1. Field
The disclosed concept relates generally to electrical switching apparatus and, more particularly, to electrical switching apparatus such as, for example, circuit breakers. The disclosed concept also relates to shunt separators for electrical switching apparatus.
2. Background Information
Electrical switching apparatus, such as circuit breakers, provide protection for electrical systems from electrical fault conditions such as, for example, current overloads, short circuits, abnormal voltage and other fault conditions. Typically, circuit breakers include an operating mechanism which opens separable contacts to interrupt the flow of current through the conductors of an electrical system in response to such fault conditions.
The separable contacts generally include a movable contact, which is disposed on a movable contact arm or finger, and a corresponding stationary contact. The movable contact arm is pivotable to move the movable contact into and out of electrical contact with the corresponding stationary contact. For example, the circuit breaker includes an operating assembly having a trip bar. The operating assembly cooperates with the movable contact arm to trip open the separable contacts in response to a fault condition.

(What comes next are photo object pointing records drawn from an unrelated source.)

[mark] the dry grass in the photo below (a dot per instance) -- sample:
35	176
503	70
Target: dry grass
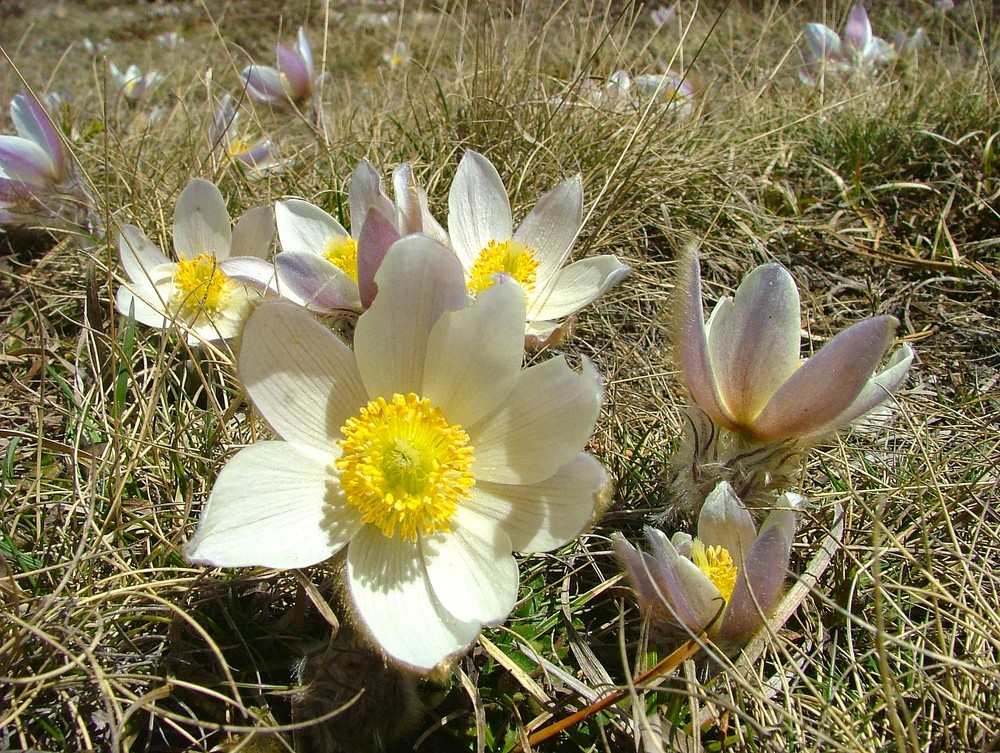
879	199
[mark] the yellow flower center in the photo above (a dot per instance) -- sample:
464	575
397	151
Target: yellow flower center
342	252
200	286
717	564
404	466
510	257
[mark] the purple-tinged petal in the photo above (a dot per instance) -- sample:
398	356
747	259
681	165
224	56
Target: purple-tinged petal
725	522
876	391
365	192
761	580
251	271
692	599
478	208
301	377
753	341
23	161
253	233
822	41
857	37
32	122
201	221
313	282
826	384
291	65
552	226
377	234
691	340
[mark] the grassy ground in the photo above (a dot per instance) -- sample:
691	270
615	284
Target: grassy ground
880	197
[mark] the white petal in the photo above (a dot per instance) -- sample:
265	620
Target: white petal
253	233
471	569
576	286
725	522
545	422
466	374
201	221
139	255
478	208
300	376
552	227
365	193
392	596
305	227
274	505
542	516
417	282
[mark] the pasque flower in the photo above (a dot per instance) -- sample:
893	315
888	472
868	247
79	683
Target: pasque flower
133	84
36	180
482	234
288	85
324	267
257	156
197	292
858	51
742	367
682	583
426	453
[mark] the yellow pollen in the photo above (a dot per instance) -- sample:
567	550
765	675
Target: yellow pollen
404	466
200	286
717	564
510	257
342	252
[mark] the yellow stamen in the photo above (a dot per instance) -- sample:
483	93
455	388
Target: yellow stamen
717	564
200	287
404	466
510	257
342	252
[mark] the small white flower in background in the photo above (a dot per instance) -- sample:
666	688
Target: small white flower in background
682	583
481	229
170	39
399	57
742	367
97	48
197	292
858	52
662	15
290	84
258	157
426	452
133	84
325	268
36	179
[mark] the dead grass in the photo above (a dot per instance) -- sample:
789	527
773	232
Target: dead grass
879	199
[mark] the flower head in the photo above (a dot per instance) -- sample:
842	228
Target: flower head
682	583
858	51
132	84
290	84
324	267
426	452
198	292
742	367
36	179
257	157
482	234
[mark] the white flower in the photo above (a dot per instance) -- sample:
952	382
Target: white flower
132	84
742	367
196	292
322	266
426	452
482	234
684	582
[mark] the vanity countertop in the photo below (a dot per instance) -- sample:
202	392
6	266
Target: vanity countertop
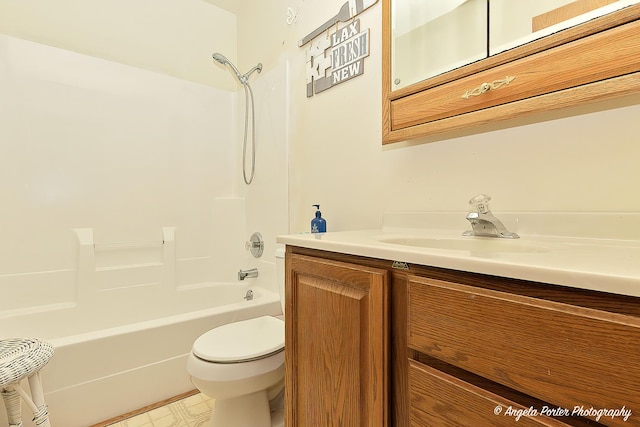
604	258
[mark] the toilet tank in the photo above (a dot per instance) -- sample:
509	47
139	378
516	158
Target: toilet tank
280	274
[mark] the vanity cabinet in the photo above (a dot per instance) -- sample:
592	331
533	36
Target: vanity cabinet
336	343
452	348
593	61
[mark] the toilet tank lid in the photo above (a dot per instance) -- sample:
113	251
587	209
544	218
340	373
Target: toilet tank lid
241	341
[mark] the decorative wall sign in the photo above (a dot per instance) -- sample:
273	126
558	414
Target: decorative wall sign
339	56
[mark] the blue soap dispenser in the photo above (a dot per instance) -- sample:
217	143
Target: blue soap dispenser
318	224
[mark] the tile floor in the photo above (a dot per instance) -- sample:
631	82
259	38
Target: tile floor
192	411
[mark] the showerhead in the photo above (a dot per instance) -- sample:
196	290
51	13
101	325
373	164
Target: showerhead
224	61
220	58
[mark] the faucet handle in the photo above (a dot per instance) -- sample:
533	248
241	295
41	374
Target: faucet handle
480	203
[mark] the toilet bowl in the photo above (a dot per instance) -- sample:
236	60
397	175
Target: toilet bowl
241	366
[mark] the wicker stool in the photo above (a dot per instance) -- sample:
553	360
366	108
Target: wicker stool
22	358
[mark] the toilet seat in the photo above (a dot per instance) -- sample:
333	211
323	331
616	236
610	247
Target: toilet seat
244	341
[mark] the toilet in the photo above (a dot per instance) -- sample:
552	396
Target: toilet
241	366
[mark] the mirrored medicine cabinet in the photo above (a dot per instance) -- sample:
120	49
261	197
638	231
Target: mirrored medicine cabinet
454	64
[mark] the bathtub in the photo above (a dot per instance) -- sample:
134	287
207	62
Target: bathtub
110	363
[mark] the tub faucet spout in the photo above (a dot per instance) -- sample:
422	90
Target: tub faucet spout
243	274
483	222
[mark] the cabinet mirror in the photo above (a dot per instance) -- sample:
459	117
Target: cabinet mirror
450	64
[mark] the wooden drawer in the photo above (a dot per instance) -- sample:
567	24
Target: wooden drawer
562	354
616	53
438	399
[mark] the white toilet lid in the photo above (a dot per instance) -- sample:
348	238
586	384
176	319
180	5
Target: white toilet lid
241	341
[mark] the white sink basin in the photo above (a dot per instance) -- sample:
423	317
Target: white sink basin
471	244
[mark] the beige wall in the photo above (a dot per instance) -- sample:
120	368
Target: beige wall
587	162
174	37
583	162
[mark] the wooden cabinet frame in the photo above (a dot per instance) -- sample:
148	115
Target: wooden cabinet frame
336	343
435	105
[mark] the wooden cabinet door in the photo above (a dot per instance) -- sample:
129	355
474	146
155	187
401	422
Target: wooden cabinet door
336	345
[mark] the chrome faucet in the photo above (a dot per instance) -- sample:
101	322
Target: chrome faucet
243	274
483	223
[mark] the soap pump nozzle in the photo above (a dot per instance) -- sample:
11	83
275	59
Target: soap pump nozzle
318	224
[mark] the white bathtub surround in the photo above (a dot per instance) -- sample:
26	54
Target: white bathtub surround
125	230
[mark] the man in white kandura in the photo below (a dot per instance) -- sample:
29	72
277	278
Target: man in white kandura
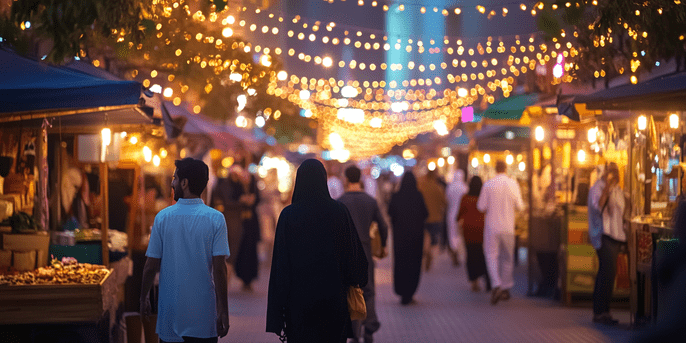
499	199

The circuit breaker also includes a trip assembly having a load conductor and a plurality of flexible conductors (e.g., without limitation, wires; braids; cables), commonly referred to as shunts. The shunts electrically connect the movable contact arm and the load conductor. More specifically, each shunt is electrically coupled at one end to the load conductor, and at the other end to the movable contact arm. Typically, there are two shunts for each movable contact arm, with each shunt extending past a corresponding portion of the trip bar and being electrically connected to a corresponding end of the movable contact arm. The shunts are flexible to accommodate the motion of the movable contact arm during a fault condition. However, during short circuit fault conditions, for example, magnetic forces cause the two flexible shunts to attract one another. As a result, the shunts move and have a tendency to compress against the corresponding portion of the trip bar. Additionally, an arc, which results from the short circuit, generates debris and particulate matter that can accumulate on the trip bar and/or shunts. These occurrences undesirably inhibit operation (e.g., pivoting) of the trip bar and, therefore, can cause or contribute to adverse interrupting performance (e.g., without limitation, a no latch condition) of the circuit breaker.
There is, therefore, room for improvement in electrical switching apparatus such as, for example, circuit breakers and in shunt separators therefor.